Conflito de interesses
Questionado pelo relator Miguel Rossetto (PT) sobre o “fracasso do bloco 3”, Spilki discordou e disse ter comemorado o fato de o leilão não ter sido vazio, considerando o cenário econômico da época.
Deputados apontaram possível conflito de interesses, já que Spilki atuava na Secretaria de Parcerias e Concessões, responsável pela modelagem dos projetos, antes de assumir a fiscalização pela Agergs.
Free flow em debate
O sistema de cobrança eletrônica por trecho percorrido (free flow) foi implementado no bloco 3 em caráter experimental.
A concessionária CSG deveria apresentar estudo sobre os impactos, incluindo possível redução de tarifas, mas não entregou o relatório dentro do prazo.
A Agergs concedeu mais dois meses para a entrega, justificando “questões técnicas”.

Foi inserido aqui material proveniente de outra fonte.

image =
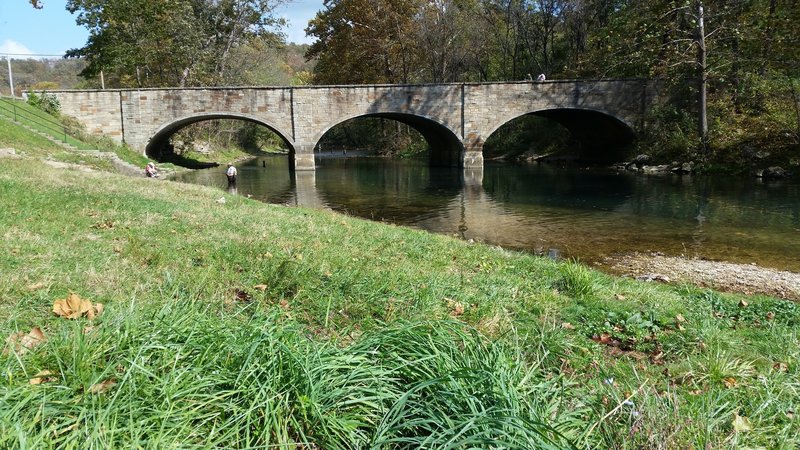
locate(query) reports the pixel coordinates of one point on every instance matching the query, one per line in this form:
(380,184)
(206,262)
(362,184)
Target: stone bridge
(455,119)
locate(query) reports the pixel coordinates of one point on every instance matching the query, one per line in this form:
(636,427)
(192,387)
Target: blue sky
(52,31)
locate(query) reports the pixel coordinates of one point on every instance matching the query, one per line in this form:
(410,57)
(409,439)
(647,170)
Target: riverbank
(742,278)
(227,322)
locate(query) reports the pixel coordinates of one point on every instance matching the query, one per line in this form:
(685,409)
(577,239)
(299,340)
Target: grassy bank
(243,325)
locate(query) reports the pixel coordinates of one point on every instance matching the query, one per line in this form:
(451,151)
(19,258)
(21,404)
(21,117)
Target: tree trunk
(703,79)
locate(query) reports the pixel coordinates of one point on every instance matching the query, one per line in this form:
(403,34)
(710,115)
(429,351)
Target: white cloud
(14,48)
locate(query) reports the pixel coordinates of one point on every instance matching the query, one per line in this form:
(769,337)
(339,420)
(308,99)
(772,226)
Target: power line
(28,54)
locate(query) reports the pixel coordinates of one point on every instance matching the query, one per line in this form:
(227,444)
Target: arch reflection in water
(264,179)
(583,214)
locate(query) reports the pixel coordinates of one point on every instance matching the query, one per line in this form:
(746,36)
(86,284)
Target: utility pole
(703,79)
(10,76)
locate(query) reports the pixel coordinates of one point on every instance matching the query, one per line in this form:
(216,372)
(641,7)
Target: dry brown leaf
(730,382)
(22,342)
(36,286)
(456,308)
(103,386)
(241,295)
(44,376)
(74,307)
(741,424)
(103,225)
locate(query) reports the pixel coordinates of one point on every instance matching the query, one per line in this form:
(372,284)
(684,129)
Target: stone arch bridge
(455,119)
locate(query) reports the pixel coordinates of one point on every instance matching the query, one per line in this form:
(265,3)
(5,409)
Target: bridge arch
(162,134)
(602,135)
(445,146)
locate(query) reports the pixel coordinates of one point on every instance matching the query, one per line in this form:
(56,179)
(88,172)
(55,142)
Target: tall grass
(360,335)
(236,377)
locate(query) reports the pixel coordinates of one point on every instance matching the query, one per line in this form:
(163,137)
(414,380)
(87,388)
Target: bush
(46,102)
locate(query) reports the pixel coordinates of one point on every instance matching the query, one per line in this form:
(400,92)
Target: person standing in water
(231,174)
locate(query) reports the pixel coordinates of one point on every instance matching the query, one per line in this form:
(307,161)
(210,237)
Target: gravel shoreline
(742,278)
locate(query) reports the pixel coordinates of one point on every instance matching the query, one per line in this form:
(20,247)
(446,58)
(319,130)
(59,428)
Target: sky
(51,31)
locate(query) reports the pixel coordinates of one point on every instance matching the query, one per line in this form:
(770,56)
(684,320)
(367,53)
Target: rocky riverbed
(724,276)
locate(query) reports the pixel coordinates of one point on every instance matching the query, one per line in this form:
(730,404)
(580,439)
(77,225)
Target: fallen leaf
(36,286)
(456,308)
(74,307)
(741,423)
(43,376)
(22,342)
(743,304)
(103,386)
(103,225)
(780,367)
(242,296)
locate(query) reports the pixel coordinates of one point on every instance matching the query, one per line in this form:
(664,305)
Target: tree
(169,42)
(365,41)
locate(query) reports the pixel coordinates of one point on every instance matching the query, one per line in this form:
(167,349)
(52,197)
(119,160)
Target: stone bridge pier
(455,119)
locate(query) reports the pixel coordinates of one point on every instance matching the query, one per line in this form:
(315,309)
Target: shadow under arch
(602,136)
(445,148)
(160,140)
(386,189)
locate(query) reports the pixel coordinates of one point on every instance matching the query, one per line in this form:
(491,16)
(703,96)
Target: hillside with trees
(728,69)
(740,67)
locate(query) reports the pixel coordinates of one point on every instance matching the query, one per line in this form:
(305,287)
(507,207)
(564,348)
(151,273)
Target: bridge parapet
(455,119)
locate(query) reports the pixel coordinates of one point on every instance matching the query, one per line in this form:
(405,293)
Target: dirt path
(742,278)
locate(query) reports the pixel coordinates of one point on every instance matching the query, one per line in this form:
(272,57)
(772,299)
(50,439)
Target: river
(586,214)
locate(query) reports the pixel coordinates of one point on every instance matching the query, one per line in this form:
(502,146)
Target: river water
(575,213)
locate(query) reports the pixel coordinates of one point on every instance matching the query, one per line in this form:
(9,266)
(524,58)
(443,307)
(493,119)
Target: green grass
(39,120)
(360,335)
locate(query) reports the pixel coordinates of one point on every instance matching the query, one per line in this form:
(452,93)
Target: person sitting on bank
(150,170)
(231,173)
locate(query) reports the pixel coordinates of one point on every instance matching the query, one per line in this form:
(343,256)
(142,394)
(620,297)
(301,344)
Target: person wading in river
(231,174)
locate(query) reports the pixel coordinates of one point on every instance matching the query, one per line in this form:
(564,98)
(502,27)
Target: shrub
(46,102)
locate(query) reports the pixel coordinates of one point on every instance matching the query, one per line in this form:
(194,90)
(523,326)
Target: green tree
(151,43)
(365,41)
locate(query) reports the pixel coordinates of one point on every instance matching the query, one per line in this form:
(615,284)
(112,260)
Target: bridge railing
(11,109)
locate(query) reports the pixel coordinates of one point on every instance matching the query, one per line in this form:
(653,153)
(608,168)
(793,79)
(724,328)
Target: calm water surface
(584,214)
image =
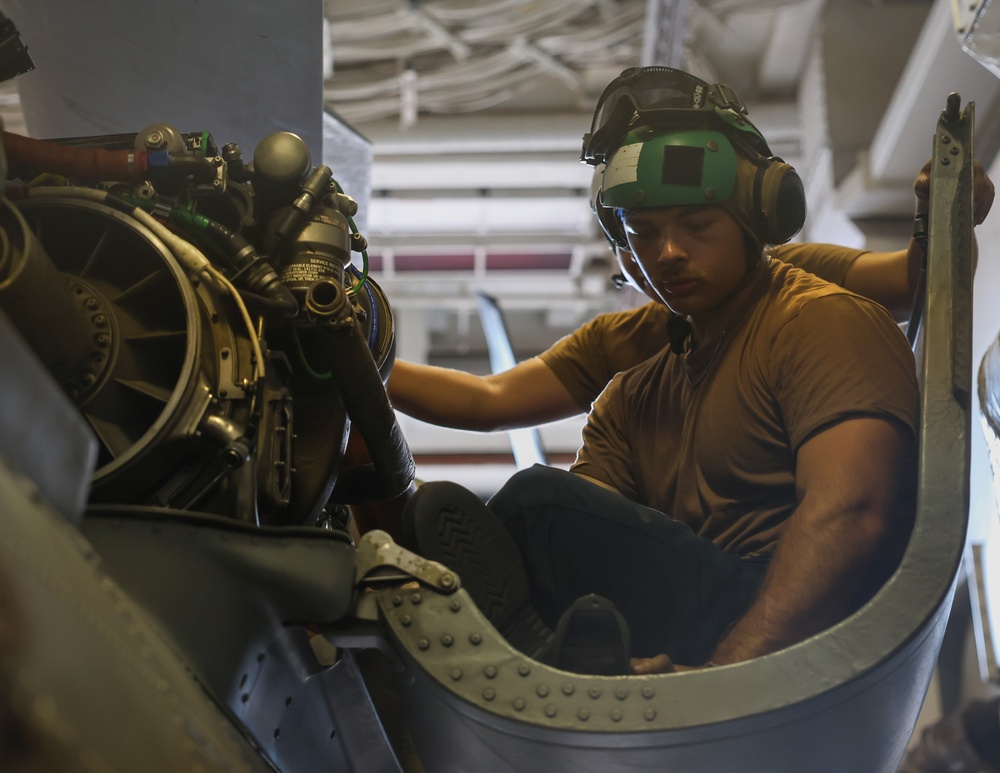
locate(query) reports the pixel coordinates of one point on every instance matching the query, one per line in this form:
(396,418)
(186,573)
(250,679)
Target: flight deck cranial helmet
(668,138)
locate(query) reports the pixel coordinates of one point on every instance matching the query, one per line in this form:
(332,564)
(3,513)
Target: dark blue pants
(678,592)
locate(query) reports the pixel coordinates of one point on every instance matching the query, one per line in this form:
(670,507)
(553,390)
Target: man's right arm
(526,395)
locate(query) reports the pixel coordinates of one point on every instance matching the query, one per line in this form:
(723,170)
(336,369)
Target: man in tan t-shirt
(750,485)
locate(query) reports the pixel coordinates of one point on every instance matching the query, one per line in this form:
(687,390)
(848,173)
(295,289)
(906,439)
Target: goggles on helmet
(663,98)
(653,169)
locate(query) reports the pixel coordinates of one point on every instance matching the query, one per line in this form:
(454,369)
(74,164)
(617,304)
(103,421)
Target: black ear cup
(779,201)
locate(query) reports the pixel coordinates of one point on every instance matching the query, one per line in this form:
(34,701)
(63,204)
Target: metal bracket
(380,560)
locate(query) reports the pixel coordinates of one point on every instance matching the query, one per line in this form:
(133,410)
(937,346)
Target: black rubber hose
(392,469)
(254,272)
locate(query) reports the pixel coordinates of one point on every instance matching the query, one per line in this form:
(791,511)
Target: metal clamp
(380,560)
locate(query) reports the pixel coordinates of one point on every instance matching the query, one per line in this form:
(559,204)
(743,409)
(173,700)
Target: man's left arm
(848,479)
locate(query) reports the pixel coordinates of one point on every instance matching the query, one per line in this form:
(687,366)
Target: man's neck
(713,324)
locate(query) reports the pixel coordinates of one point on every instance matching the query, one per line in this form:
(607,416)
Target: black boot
(592,638)
(447,523)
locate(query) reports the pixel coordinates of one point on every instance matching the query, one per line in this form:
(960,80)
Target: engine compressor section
(202,313)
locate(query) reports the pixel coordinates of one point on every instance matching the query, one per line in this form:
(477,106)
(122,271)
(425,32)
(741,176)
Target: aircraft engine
(204,316)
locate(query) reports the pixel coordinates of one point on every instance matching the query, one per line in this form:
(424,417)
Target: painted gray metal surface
(844,700)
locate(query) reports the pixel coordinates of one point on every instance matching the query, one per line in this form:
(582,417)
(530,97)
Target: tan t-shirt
(720,455)
(588,358)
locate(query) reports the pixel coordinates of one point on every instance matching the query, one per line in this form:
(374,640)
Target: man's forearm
(812,582)
(524,396)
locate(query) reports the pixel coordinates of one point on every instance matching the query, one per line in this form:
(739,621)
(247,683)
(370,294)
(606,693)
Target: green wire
(364,253)
(364,264)
(305,363)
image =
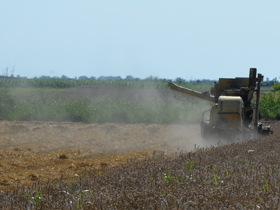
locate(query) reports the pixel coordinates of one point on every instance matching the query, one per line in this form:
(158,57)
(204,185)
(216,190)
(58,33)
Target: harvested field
(123,166)
(41,150)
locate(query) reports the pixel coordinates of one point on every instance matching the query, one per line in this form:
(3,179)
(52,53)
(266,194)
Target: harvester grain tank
(233,113)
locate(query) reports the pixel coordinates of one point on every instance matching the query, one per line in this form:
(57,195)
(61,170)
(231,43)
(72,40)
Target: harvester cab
(233,113)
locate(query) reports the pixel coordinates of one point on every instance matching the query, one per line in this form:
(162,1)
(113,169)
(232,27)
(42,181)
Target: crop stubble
(40,150)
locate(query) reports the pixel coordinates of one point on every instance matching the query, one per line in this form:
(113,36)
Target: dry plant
(244,175)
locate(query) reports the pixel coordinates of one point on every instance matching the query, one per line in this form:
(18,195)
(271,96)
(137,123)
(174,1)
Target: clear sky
(168,39)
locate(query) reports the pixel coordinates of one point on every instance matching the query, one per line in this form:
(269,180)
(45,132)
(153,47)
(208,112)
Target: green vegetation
(111,108)
(106,109)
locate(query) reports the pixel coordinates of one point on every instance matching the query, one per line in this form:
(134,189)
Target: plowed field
(40,150)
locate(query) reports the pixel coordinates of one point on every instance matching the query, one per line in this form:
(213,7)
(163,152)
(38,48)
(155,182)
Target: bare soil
(40,150)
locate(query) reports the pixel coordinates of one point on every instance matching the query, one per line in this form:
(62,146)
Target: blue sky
(168,39)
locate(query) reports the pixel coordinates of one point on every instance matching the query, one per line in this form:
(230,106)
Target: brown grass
(242,175)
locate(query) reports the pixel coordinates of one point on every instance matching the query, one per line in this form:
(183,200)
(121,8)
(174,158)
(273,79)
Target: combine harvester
(232,115)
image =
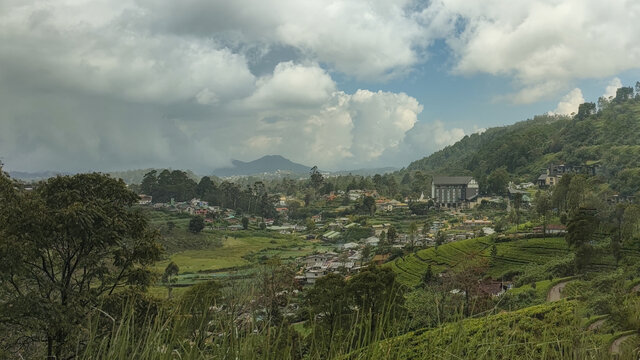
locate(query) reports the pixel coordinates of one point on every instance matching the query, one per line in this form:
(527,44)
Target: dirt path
(617,344)
(555,293)
(596,325)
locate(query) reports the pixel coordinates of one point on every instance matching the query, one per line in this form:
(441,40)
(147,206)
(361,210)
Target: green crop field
(511,256)
(548,331)
(515,254)
(231,254)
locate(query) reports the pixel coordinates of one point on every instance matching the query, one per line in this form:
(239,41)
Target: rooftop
(451,180)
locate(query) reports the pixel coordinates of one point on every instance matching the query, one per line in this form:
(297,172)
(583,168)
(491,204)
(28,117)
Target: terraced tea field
(511,256)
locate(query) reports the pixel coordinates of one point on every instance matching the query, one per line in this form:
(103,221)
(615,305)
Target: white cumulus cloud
(610,90)
(569,103)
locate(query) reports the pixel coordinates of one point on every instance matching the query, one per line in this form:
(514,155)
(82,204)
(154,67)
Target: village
(452,210)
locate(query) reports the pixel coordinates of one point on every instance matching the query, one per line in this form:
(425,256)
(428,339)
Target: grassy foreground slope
(549,331)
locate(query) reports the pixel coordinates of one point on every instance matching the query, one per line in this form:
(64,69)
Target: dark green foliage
(609,138)
(585,110)
(315,178)
(63,248)
(580,235)
(196,224)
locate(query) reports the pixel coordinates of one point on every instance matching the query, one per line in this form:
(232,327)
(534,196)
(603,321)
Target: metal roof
(451,180)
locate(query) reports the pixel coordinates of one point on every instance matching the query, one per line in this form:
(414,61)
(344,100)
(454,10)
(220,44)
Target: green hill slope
(549,331)
(511,256)
(610,138)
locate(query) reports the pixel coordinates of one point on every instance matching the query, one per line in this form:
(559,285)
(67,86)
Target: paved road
(555,293)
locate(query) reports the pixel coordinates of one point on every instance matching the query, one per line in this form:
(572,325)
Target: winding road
(617,344)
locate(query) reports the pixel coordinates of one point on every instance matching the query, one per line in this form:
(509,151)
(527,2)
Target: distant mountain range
(265,165)
(270,166)
(35,176)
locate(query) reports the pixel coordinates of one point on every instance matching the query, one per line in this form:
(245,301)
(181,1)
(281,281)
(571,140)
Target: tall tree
(413,230)
(392,235)
(581,230)
(63,248)
(315,178)
(196,224)
(497,181)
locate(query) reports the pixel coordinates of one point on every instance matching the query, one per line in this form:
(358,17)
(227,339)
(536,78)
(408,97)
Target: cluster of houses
(554,173)
(318,265)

Deputados como Felipe Camozzato (Novo) e Guilherme Pasin (PP) criticaram a decisão, afirmando que a falta de fiscalização prejudica os usuários e favorece a concessionária.
Outras críticas
Parlamentares também citaram falhas na aplicação do benefício de usuário frequente, que deveria isentar moradores de municípios vizinhos da cobrança.
Segundo Sofia Cavedon (PT), algumas prefeituras estão pagando à concessionária para garantir o desconto aos moradores.
Outro ponto levantado foi o excesso de multas: em 2021, foram registradas penalidades que somaram R$ 1 milhão. Spilki alegou que, apesar do valor, a inadimplência é de apenas 0,2%, abaixo do usual.
A CPI segue apurando possíveis falhas de fiscalização e irregularidades nas concessões, especialmente no bloco 3, onde o uso do free flow e a ausência de estudos prometidos têm gerado forte contestação entre os deputados.